The eye-drug pricing war just got tighter for Roche’s injection Lucentis: An NIH-funded study comparing Lucentis (ranibizumab) against its cancer drug Avastin (bevacizumab) as well as Regeneron’s Eylea (aflibercept) showed that the $1,950-per-shot Eylea bested the competition among severe diabetic macular edema patients. It also showed that cheaper Avastin, which is not indicated for DME but is used off-label, worked just as well as its costlier cousin Lucentis.

Bernstein analyst Tim Anderson wrote in a Thursday assessment the research indicates Eylea may outperform the other drugs among even the less severe patients. The upshot: doctors will be able to “treat all comers with the drug if they choose (and payers permit), whereas the same is unlikely to be true of Lucentis and Avastin.”

Anderson indicated that Eylea’s clear differentiation from Lucentis somewhat mutes the argument that a cheaper price is enough to justify prescribing it. He noted that the study results may also pressure payers to cover Eylea, even though Lucentis costs $1,200 a shot. He noted that this could also have an impact on potential Lucentis biosimilars, because they will not be able to argue Eylea parity. In effect, the study reduces the Lucentis conversation to Lucentis vs. $50-per-shot Avastin.

[Update: Genentech says it is still too early to push Lucentis aside. “Results from a single trial with one year of data should be interpreted in the context of extensive existing evidence and clinical experience,” Genentech’s senior manager of product PR, Allison Neves, emailed MM&M after publication. Neves also noted that the study showed Lucentis improved vision among DME patients and that “the difference between Lucentis and [Eylea] in a small group of patients with more severe vision loss has not been seen in previous studies and needs further evaluation.”]

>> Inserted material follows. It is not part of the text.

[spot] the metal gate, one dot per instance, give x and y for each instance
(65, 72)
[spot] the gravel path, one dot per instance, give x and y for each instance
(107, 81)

Critics have long argued that Roche and its international partner Novartis have been pushing a medication that offers no clear benefit over Avastin. Abroad, the partners have been accused of misleading advertising intended to portray Avastin as an undesirable alternative; and Italy has gone so far as to endorse its off-label use. Stateside criticism has included critiques over packaging, which is said to foil off-label Avastin use, as well as a study that indicates swapping Avastin for Lucentis could save the US around $18 billion if government programs allowed eye patients to use the drugs interchangeably.

Anderson wrote that the news could prompt greater off-label use among less-severe patients, but the drug’s packaging will probably keep it from taking off (Avastin is delivered in doses suitable for cancer indications). Breaking it into smaller, single-use doses would require an intermediary, which could incur costs.

He also noted that he expected Eylea sales to continue to grow. The drug brought in $1.7 billion in 2014 sales, up from almost $1.5 billion the year before. Oncology-indicated Avastin provided almost $6.8 billion to Roche’s 2014 sales total, while Lucentis rang up close to  $1.8 billion in sales last year.